Elizabeth: I started with 1,500 DVDs for the first processing iteration. While I had outlined the processing workflow in advance, some details weren’t fully figured out until I actually was in the trenches. It took extra time to figure out how to automate processes, but devoting that time up front has already proven worthwhile for many reasons. First, the workflow for these 1,500 DVDs took 2 months to complete, while the second iteration of 1,400 DVDs was accomplished in just 2 weeks. Automating saved so much time that I’m now very ahead of schedule with the project! Second, automating processes means there’s less room for human error. After my close call with almost running the sampling script on content a second time, I realized scripts can protect against errors through building in simple actions, such as moving content into new directories or prompting the user to enter the name of the directory on which the script should run. Third, the logs that are generated by these scripts are useful not just when testing, but ultimately the logs generated when running the scripts in production document actions taken on the content and will be retained as processing documentation. Since the jobs were renamed, being able to trace the changes are important for archival chain of custody.
While these scripts were written for this very specific use case, they have potential future use for my residency project.

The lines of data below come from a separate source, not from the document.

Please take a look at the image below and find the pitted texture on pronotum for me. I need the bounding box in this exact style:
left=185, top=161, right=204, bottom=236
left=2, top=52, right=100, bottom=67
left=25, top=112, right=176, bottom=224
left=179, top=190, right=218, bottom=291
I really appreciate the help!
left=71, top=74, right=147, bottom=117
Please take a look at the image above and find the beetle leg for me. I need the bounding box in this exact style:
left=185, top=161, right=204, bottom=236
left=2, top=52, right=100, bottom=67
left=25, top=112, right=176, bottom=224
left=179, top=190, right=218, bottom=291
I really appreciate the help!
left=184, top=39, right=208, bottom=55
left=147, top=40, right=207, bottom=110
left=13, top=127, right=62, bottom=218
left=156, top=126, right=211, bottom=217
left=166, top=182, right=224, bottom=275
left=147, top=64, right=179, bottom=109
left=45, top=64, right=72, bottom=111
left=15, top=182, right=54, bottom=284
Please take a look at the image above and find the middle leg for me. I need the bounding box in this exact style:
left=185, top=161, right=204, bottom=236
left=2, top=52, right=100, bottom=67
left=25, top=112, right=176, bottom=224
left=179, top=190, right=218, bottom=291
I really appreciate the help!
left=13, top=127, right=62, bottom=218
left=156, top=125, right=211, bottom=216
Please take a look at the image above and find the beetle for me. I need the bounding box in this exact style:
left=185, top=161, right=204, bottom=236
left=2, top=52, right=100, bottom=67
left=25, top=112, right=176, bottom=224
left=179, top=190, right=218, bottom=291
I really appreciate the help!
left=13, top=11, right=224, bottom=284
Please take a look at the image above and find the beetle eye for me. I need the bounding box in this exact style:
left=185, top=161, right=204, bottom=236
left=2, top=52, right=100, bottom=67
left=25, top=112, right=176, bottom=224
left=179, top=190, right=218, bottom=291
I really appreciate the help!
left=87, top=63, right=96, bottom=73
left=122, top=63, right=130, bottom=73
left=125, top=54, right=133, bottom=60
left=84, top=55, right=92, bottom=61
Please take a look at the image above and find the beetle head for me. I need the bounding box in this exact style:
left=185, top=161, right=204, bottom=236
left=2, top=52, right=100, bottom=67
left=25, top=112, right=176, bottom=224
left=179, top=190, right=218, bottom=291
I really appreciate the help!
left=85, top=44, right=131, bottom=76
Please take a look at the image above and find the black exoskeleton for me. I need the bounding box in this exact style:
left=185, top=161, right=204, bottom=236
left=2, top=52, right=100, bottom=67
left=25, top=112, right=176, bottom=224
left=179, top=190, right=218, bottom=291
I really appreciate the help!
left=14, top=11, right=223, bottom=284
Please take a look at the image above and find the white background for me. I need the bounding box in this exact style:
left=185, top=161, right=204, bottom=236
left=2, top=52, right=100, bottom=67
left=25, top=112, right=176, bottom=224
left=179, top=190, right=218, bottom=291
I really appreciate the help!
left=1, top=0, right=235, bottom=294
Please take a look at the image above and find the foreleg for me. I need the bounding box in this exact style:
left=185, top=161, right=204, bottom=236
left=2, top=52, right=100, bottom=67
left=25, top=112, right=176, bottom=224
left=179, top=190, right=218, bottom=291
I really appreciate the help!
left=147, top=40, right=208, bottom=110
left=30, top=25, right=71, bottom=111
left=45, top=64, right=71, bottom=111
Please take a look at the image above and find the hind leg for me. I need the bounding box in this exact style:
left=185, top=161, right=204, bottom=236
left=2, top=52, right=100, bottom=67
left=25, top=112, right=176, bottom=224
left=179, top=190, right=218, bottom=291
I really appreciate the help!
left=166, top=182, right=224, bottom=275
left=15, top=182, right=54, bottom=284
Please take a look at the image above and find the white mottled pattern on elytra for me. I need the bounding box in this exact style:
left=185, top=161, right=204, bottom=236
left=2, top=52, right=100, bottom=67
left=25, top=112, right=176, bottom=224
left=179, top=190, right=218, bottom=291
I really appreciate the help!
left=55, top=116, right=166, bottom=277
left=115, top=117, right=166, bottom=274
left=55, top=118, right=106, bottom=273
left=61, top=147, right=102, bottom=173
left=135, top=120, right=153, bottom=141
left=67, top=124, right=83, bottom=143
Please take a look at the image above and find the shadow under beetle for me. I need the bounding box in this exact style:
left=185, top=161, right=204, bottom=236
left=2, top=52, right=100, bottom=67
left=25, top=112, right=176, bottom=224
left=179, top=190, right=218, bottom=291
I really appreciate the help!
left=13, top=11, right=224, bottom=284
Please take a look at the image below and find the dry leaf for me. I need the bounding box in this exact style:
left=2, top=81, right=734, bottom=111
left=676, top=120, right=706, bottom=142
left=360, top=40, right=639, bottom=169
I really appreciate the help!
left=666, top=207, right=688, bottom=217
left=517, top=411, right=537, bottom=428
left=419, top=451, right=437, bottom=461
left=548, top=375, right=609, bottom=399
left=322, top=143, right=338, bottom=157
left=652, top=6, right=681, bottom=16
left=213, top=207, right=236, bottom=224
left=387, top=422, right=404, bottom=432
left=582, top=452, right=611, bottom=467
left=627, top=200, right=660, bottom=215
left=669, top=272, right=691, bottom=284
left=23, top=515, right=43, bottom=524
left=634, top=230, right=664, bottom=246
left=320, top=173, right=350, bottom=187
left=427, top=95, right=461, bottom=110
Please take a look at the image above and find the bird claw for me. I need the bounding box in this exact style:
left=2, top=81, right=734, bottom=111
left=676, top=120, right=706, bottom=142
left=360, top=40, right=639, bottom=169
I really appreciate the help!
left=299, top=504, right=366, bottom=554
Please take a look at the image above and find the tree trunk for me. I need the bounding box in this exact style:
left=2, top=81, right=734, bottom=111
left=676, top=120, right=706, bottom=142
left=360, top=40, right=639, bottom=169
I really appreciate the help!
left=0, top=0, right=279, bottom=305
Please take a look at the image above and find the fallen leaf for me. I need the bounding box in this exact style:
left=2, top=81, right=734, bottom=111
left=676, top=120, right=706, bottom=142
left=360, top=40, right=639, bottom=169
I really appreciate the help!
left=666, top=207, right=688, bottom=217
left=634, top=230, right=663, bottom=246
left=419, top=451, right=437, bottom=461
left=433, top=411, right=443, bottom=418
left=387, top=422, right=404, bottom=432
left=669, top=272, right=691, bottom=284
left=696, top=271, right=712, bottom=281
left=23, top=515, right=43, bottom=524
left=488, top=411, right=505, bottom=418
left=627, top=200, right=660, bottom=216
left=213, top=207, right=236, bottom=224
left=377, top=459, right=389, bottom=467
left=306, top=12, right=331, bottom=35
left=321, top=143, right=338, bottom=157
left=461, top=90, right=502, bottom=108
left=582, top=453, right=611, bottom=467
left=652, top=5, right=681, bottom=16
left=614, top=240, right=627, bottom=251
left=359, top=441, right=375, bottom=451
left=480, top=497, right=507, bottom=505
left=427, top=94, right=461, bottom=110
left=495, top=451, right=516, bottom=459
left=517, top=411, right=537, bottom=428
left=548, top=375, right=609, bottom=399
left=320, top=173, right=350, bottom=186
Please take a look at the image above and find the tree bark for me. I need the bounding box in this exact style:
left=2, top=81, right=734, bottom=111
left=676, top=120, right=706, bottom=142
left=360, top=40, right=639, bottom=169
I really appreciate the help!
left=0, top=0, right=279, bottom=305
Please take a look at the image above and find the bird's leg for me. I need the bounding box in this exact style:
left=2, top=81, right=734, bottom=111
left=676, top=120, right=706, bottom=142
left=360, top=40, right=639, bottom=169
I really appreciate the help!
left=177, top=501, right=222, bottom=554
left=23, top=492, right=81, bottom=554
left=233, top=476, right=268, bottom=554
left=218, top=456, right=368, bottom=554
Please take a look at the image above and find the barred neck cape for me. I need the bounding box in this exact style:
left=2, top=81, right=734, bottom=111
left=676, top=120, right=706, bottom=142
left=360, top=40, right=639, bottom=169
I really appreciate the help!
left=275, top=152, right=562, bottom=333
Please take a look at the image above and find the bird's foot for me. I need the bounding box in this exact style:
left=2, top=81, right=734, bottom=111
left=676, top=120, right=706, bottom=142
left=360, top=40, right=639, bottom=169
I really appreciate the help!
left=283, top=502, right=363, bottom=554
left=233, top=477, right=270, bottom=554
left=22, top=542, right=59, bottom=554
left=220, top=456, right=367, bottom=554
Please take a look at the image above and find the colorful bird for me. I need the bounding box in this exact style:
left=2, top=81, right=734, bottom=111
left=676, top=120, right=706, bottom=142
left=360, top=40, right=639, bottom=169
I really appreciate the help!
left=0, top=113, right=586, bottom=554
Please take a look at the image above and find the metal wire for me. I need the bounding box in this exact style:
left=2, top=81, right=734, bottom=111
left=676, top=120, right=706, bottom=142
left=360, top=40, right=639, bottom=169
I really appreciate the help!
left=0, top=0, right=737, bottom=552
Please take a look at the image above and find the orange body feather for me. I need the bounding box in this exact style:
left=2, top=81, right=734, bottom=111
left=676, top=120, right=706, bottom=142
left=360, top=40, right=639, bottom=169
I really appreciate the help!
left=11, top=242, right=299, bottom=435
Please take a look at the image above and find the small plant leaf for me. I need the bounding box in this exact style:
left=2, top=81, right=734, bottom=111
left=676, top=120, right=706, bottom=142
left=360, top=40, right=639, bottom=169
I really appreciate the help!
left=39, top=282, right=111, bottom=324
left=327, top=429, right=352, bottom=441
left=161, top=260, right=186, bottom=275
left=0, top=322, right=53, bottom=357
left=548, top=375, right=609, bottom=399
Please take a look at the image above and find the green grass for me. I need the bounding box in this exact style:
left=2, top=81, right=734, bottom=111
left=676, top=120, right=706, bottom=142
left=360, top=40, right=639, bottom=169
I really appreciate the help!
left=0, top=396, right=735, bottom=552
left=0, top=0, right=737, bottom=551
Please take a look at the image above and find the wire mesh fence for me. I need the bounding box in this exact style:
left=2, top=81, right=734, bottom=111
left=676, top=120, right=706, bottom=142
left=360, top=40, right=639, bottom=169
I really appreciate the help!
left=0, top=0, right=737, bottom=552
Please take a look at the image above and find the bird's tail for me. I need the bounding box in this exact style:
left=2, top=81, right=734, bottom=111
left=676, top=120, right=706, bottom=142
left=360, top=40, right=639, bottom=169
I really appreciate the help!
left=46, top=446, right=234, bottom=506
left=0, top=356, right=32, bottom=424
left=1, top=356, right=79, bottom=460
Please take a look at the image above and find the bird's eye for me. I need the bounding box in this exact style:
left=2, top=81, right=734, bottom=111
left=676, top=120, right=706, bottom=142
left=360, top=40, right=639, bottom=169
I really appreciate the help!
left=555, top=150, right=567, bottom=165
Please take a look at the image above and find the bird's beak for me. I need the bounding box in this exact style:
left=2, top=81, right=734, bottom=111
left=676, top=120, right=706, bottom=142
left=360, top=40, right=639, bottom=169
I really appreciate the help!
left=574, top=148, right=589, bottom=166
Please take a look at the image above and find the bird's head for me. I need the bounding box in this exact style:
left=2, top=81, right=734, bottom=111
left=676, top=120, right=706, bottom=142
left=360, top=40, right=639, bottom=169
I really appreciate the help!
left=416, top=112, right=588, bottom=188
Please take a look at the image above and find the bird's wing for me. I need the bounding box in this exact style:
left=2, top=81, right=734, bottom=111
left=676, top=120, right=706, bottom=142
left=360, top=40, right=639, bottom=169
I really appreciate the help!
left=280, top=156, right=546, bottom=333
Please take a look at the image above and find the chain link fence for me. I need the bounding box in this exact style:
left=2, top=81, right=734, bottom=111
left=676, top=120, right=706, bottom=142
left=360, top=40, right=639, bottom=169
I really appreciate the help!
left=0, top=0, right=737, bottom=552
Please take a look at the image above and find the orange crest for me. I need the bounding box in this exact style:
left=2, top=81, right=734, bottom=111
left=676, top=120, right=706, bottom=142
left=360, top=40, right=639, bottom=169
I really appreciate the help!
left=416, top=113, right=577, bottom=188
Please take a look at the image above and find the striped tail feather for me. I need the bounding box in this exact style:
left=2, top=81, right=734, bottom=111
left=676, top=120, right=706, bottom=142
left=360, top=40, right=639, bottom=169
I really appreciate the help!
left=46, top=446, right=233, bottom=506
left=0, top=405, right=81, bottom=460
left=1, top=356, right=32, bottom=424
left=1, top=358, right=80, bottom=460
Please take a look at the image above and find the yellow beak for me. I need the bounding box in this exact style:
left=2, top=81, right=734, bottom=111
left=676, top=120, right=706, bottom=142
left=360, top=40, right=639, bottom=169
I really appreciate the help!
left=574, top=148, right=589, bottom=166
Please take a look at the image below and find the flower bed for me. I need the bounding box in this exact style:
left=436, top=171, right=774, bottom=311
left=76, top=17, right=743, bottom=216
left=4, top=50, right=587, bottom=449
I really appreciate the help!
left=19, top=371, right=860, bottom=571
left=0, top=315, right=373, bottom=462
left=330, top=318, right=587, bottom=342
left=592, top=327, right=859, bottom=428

When I’m done with the DVDs, I will begin developing workflows for transferring content from other sources and physical media, such as getting athletics-related photos directly from Athletic Communications via external hard drives, which will introduce new naming conventions and systems of organization.
Eric’s role in the greater landscape of my project is to assist with metadata clean-up (much of which is still forthcoming), and I couldn’t have predicted how extensive this collaboration would become back when Lora suggested I look into a script to collapse directory structures. One of the biggest takeaways for me has been to reach out to colleagues in other departments, ask for help, and you both might learn a new thing or two. Our collaboration has been successful not just in producing these scripts to automate processing; when we began this process in January, I was rather intimidated by Python. I still have a ways to go with learning Python, but I’m now more intrigued than apprehensive because I have a better sense its capabilities and potential use in processing large, digital archival collections.
Eric: By tackling these problems with Elizabeth, I learned how to use the “os” and “shutil” Python modules and which I have already reused in other projects, including a script for batch ingesting files into a DSpace repository and a documentation clean-up project. More importantly though, this collaboration highlighted the advantage of taking a broad view of what it means to provide metadata support for a project. While most of these tasks could be classified as file management, none of them required all that much of my time and helping Elizabeth with these issues deepened my understanding of the project and allowed me to offer better recommendations in regards to the metadata. Additionally, these tasks were mutually beneficial to both of our interests in the project. Given that the folder names were a primary source of metadata about the images, when I helped Elizabeth with the renaming of folders, I was also helping myself because the information would be easier for me to extract at a later stage of the project.